Les guides de notation des comités de sélection de l’Armée canadienne (AC) définissent des critères devant favoriser la promotion de chefs équilibrés et intelligents, tant chez ses officiers que chez ses militaires du rang. Cependant, ces guides taisent la nécessité pour ces chefs de conserver une bonne condition physique d’un niveau dépassant le seuil minimal exigé pour l’ensemble des membres de l’organisation. Étant entendu qu’une étude sur l’universalité du service est en cours, ce qui pourrait ultérieurement influer sur les exigences des Forces armées canadiennes (FAC) en matière de condition physique, nous ferons valoir ici, brièvement, en nous fondant sur des recherches existantes dans le domaine de la médecine comportementale, que l’intégration, dans les guides de notation des comités de sélection, de mesures incitant les militaires à conserver une bonne condition physique enrichira notre culture sur ce plan. En outre, nous reviendrons ultérieurement sur l’intégration des mesures incitatives déjà approuvées par le Conseil des forces armées (CFA), aux fins des promotions. Enfin, pour favoriser une discussion équilibrée, nous examinerons les arguments contre l’intégration de mesures incitant à conserver une bonne condition physique, tels que ceux formulés dans un article publié antérieurement dans la Revue militaire canadienne par le major M.J. Draho (vol. 15, no 3). Ce faisant, nous espérons susciter une discussion qui fera progresser notre approche des incitatifs à une meilleure condition physique, car elle pourrait véritablement améliorer le bien-être des membres de l’AC, l’efficacité opérationnelle de cette dernière et celle de toutes les FAC.

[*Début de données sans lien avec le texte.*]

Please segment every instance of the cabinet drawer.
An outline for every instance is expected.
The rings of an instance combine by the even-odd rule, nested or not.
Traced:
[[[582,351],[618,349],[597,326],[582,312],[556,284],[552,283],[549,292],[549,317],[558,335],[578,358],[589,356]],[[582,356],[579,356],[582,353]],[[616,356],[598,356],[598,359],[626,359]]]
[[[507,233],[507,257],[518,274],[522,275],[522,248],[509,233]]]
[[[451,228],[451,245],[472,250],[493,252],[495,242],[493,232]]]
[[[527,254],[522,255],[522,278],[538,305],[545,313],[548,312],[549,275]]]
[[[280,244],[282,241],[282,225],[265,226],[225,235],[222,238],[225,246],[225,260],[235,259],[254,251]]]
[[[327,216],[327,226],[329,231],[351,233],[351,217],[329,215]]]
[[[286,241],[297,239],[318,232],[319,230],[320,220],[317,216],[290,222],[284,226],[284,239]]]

La progression des FAC vers l’encouragement à maintenir une bonne condition physique

Une bonne condition physique est et a toujours été indéniablement essentielle à la profession des armes. On peut soutenir qu’elle est la pierre angulaire de la préparation au combat, puisque les opérations militaires nécessitent souvent un effort physique intense durant de longues périodes et avec peu de repos. C’est particulièrement le cas de certains groupes professionnels de l’AC dont les membres assument des rôles, des responsabilités et des tâches nécessitant un niveau très élevé de force et d’endurance musculaire, comparativement à ce qui est exigé d’autres groupes professionnels des FAC. En effet, il existe un fonds de recherche important qui confirme les effets positifs d’une bonne condition physique sur le rendement individuel et collectif. Notamment, des articles fondés sur des études exhaustives fournissent des preuves irréfutables que la bonne forme améliore les chances d’éviter les maladies chroniques et une mort prématurée1. D’autres recherches confirment les effets durables qu’une bonne condition physique peut avoir sur la résilience mentale dans un environnement militaire2. Par ailleurs, des recherches réalisées dans le domaine du comportement organisationnel attestent l’existence de ces avantages directs et indirects de la bonne forme physique et elles établissent même des liens ambitieux avec des retombées financières nettes positives et l’amélioration du rendement de l’organisation.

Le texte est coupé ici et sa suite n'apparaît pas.